The waiters, who clearly have had hours of encyclopedic training, can and will discuss every item in full detail. The chefs were sent to study Latin American cuisine with the renowned Rick Bayless at Chicago’s Frontera Grill; the ingredients are fresh and the presentation is as explosively colorful and playful as the interior decor.
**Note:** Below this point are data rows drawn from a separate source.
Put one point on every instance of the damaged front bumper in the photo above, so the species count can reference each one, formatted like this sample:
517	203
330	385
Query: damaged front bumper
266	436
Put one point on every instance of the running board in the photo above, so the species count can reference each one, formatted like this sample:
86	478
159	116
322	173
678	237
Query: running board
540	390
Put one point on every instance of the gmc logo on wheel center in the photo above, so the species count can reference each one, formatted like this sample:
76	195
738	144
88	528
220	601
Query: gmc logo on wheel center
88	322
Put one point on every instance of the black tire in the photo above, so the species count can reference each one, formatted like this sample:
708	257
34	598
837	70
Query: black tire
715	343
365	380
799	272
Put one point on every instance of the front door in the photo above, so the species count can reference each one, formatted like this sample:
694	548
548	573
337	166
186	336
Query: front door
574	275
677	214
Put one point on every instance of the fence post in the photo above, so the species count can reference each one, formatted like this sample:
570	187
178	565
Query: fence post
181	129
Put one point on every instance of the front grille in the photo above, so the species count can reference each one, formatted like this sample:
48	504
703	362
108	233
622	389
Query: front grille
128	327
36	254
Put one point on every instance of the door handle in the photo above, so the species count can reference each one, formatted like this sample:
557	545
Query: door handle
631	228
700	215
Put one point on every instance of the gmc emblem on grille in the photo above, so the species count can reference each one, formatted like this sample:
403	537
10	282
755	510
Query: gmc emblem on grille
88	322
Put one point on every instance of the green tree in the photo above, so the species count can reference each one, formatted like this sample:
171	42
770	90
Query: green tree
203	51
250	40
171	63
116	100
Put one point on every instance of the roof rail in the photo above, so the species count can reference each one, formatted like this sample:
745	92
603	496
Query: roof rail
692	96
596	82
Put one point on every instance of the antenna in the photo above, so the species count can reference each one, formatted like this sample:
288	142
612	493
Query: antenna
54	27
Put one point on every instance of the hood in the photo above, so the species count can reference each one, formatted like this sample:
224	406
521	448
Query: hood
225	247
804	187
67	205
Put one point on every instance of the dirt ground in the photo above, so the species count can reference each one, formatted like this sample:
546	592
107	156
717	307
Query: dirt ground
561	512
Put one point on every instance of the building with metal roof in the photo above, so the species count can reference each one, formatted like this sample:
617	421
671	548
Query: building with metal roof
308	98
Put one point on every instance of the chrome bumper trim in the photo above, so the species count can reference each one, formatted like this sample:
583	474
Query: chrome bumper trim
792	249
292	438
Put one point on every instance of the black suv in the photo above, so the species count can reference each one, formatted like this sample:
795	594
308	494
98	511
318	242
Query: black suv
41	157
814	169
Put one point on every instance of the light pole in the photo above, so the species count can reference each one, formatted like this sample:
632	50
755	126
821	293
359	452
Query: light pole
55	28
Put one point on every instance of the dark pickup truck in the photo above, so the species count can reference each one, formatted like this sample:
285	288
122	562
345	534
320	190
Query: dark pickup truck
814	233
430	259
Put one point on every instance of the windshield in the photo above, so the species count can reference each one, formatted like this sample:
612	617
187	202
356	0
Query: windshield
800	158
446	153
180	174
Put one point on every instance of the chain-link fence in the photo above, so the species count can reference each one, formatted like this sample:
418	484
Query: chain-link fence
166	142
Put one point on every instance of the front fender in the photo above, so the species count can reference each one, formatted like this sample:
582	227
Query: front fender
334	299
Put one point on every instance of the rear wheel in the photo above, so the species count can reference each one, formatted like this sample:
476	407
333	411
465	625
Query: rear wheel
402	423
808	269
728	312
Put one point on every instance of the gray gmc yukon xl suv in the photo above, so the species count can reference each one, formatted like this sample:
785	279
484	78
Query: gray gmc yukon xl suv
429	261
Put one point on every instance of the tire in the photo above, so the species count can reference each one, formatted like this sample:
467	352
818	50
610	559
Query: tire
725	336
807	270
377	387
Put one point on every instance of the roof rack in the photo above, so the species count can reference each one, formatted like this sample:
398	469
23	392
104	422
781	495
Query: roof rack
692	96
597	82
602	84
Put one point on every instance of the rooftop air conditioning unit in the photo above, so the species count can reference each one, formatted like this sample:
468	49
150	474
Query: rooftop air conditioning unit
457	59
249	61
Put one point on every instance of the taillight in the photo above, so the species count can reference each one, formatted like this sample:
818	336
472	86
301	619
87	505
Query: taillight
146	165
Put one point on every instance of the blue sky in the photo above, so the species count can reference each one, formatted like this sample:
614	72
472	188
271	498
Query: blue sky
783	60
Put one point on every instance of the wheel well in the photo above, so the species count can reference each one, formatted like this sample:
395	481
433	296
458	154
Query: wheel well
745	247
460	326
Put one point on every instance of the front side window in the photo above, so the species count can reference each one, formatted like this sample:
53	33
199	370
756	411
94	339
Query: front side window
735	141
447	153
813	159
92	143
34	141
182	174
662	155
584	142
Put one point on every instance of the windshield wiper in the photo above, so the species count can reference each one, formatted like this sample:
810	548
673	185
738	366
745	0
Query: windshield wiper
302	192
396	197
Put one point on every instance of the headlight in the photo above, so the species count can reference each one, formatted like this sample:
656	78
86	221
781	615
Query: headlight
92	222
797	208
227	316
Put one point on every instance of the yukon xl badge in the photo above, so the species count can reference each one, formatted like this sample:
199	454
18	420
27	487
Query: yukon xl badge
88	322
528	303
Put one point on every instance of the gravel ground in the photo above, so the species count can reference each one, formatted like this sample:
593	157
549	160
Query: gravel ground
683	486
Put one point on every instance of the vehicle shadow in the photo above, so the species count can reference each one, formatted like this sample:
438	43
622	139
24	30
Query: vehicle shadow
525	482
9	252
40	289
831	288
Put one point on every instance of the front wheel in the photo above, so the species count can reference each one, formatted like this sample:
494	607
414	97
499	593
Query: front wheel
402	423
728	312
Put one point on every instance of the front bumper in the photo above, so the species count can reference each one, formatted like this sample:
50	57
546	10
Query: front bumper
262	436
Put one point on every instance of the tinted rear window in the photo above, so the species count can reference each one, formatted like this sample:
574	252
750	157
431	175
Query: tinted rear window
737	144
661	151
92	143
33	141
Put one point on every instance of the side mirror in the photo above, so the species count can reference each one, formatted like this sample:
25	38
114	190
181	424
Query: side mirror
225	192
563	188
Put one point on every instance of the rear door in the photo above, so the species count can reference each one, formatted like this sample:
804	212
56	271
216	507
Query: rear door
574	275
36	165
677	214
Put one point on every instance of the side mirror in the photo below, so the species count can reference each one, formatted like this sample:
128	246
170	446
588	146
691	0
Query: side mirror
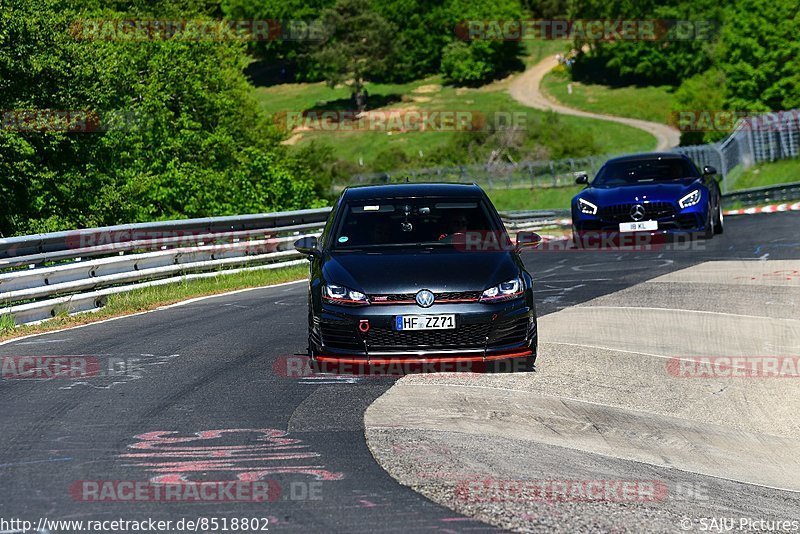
528	239
307	246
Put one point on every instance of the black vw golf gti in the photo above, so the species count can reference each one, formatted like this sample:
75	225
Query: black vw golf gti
422	273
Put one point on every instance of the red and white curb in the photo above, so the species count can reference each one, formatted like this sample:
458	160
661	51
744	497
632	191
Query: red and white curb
772	208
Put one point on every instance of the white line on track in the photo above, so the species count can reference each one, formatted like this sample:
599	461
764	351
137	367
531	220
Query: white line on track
45	341
681	311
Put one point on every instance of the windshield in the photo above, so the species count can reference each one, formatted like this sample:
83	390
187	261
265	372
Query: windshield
644	171
409	222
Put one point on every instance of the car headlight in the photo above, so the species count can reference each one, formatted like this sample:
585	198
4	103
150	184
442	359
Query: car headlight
690	200
505	291
342	295
587	207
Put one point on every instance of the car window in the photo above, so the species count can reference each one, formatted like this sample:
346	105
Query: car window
409	222
644	171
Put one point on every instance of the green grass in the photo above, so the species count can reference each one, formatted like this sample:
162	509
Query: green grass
764	174
430	95
533	199
152	297
646	103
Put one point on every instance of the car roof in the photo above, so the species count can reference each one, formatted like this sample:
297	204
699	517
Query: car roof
644	156
449	190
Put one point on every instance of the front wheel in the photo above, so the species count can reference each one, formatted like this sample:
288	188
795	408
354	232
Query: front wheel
710	218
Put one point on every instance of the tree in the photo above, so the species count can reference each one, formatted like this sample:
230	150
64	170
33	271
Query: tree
359	49
190	143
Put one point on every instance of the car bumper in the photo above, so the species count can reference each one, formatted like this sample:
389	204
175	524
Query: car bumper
484	332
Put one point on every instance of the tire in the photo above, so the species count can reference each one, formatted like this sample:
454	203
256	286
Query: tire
719	223
710	227
576	241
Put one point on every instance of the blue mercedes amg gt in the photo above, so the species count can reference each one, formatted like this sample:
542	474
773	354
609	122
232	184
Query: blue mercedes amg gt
655	193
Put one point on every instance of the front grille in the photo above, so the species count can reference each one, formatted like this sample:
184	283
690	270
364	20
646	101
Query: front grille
622	212
465	336
440	297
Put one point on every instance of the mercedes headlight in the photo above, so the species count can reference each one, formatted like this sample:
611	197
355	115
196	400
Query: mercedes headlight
342	295
587	207
690	200
505	291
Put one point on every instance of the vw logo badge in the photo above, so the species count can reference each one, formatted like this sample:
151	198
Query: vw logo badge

The various menu entries have notations giving their region of origin: a chile relleno filled with pork and asadero cheese is (Southern), blue corn taquitos are (Southwestern), the carne asada (Oaxacan).

The flavors are genuine and therefore bound to cause some surprise (and, ideally, delight) to uninitiated palates: The chicken enchilada comes with a mole sauce that is sweet, spiked with cinnamon and dark brown with chocolate; the barbecued duck quesadilla has that rich, sweet-to-cloying taste peculiar to tamarind sauce.

I enjoyed the black bean soup and the Original Crocodile Oakwood Grilled Hamburger with curly French fries, both items basically familiar to habitues of the Pasadena Crocodile. But, after two visits, I found myself gravitating to the left side of the menu, the appetizers ( platos pequenos ) and salads, and shying away from the right hand side, the entrees ( platos grandes ) and tacos al carbon.

Of the appetizers, I found the queso fundido (Central)--melted cheese with chorizo that you wrap in fresh tortillas and douse with a good smoky green chile salsa--the most fun. I also was amused by the Caesar, wherein thin tortilla strips served as croutons and strips of grilled poblano chiles played the part of anchovies. The totopos , tiny duck tostadas and the ceviche tostadas were also quite good.

I had, as indicated, much less luck with the entrees and tacos. While the hamburger and the herb fettuccine were quite good, I found both shrimp dishes--shrimp tacos and grilled shrimp with Oaxacan green mole-- bland and disappointing. And I found myself poking disconsolately among the three diverse items ( mole enchilada, cheese and pork-stuffed relleno and barbecued duck quesadilla ) on the Crocodile Platter. The skirt steak tacos, while somewhat better-seasoned than their shrimp counterparts, have some stiff competition from many local taco trucks.

The point is, however, that the bright, super-achieving Crocodile Cantina is not a taco truck or small ethnic restaurant or classic hole-in-the-wall. Rather, the Cantina is a comfortable, cheerful, ultra-professional theme restaurant where the food is far more authentic than you have any right to expect it to be.